Here researchers using the Oxford Nanopore Technologies long-read platform and bat samples, collected with help from the American Museum of Natural History in Belize, sequenced the genomes of two bat species, the Jamaican fruit bat (Artibeus jamaicensis) and the Mesoamerican mustached bat (Pteronotus mesoamericanus), and carried out a comprehensive comparative genomic analysis with a diverse collection of bats and other mammals.
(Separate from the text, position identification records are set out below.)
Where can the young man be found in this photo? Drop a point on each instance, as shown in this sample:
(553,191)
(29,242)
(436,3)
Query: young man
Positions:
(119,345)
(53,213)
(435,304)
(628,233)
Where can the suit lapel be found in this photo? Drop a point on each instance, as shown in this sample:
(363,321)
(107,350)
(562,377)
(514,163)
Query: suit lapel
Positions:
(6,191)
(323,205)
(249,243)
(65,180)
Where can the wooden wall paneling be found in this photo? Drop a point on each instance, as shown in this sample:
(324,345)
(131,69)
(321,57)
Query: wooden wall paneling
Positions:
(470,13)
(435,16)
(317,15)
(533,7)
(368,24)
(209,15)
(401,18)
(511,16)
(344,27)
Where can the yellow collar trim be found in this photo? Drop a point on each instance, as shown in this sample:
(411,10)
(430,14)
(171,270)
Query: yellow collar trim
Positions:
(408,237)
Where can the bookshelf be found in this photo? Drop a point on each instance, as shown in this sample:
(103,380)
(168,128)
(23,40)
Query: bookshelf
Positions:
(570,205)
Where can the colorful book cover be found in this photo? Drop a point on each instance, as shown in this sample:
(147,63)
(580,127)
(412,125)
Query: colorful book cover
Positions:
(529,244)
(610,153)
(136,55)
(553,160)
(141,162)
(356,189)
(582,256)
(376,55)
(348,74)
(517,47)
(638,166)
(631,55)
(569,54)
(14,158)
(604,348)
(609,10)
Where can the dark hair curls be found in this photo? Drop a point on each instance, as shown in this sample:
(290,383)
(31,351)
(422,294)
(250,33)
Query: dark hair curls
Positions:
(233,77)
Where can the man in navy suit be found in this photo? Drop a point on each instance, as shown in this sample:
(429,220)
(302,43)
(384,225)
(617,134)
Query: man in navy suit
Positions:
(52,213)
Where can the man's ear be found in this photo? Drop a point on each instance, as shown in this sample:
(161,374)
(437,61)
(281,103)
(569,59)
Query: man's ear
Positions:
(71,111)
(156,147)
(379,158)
The researchers found genetic adaptations in six DNA repair-related proteins and 46 proteins in bats that were cancer-related, meaning that researchers have previously found such proteins suppress cancer. Notably, the study found these altered cancer-related genes were enriched more than two-fold in the bat group compared to other mammals.

“By generating these new bat genomes and comparing them to other mammals, we continue to find extraordinary new adaptations in antiviral and anticancer genes,” said the paper’s lead author, Armin Scheben. “These investigations are the first step towards translating research on the unique biology of bats into insights relevant to understanding and treating ageing and diseases, such as cancer, in humans.”